THE oil market extended one of its steepest declines in recent years with Brent crude plummeting past the $60 a barrel mark after the influential oil cartel Opec met in Vienna to decide production levels for the next six months.
Prices fell sharply as traders remained concerned that Opec would fall short of expectations, amid mounting pressure from US President Donald Trump, who is agitating for a reduction in the cost of crude.
Brent crude fell as much as 5pc in afternoon trade before settling 3pc down at $59.67, while West Texas Intermediate tumbled below $51 a barrel before ending 3.1pc lower at $51.24.
Opec agreed a tentative oil production cut during the meeting but said it was waiting to hear from non-Opec member Russia, a key ally of the cartel, before deciding the exact volumes. The group will release further details today.
Shares in oil and gas giant BP fell 23.7p to 503.3p on the back of the news, while Premier Oil ended 11.45pc, or 8.55p, lower at 66.10p
Stock markets nosedived across the board yesterday after the arrest of Meng Wanzhou, the chief financial officer of Huawei. Investors worried the relationship between Washington and Beijing would be strained with the Chinese business woman facing possible extradition to the US.
The FTSE 100 suffered its worst day of trading in two years, closing 217.79 points down, or 3.15pc, at 6,704.05, with the FTSE 250 finishing 517.79 points, or 2.83pc, lower at 17,753.31.

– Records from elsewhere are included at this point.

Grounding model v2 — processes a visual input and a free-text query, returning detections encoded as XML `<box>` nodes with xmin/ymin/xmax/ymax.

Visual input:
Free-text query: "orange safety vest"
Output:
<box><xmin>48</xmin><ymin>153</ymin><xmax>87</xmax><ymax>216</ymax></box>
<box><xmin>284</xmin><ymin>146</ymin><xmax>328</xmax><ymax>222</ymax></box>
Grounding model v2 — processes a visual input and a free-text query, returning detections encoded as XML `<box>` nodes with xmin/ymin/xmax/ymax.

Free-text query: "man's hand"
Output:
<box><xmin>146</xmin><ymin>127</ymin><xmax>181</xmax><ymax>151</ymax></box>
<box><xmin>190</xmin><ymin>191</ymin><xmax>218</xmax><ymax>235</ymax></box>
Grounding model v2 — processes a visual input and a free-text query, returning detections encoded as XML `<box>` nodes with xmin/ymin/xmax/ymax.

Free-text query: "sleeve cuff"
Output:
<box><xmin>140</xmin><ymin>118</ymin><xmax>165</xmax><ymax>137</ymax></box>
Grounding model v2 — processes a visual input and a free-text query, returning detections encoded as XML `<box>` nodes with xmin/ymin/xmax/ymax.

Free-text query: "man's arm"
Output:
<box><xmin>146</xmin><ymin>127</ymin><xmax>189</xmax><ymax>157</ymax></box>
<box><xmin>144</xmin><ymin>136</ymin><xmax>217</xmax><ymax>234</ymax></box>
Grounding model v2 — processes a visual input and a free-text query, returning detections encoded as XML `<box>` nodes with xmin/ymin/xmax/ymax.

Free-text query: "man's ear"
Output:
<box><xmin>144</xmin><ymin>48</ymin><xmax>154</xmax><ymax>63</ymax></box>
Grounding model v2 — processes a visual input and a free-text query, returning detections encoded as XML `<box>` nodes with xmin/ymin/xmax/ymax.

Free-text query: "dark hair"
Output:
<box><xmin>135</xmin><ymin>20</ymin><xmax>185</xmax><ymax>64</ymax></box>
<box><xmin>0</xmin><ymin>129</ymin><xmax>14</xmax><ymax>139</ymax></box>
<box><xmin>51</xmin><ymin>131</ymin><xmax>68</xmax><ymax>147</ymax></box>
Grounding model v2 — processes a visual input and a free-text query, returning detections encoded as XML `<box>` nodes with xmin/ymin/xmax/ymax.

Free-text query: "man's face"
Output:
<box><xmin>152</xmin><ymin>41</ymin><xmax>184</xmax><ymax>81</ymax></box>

Stocks in Europe followed suit, with the German DAX slipping 389.26 points, or 3.48pc, to 10,810.98 and the Paris CAC 40 falling 163.90 points, or 3.31pc to 4,780.46.
Antofagasta was the biggest large-cap faller in the UK, down 7.07pc to 760.0p, while luxury fashion firm Ted Baker was among the mid-cap winners.
Shares at the clothing retailer rose 1.55pc to £14.90 after it reported that retail sales jumped 2.3pc and online sales rose 18pc in its latest trading update. Stocks were hit on Monday following allegations of inappropriate behaviour by the firm’s founder and chief executive, Ray Kelvin. The company confirmed it had hired a law firm to investigate the harassment claims.
Meanwhile shares in struggling tour operator Thomas Cook wiped out Wednesday’s gains, down 1.74p, or 5.1pc, to 32.66p. It has been a turbulent few weeks for the travel firm after shares fell to their lowest level since 2013 following its third profit warning of the year.
FTSE Russell, the global index provider, on Wednesday confirmed that Thomas Cook would be one of the six companies exiting the FTSE 250 index in the December 2018 quarterly review.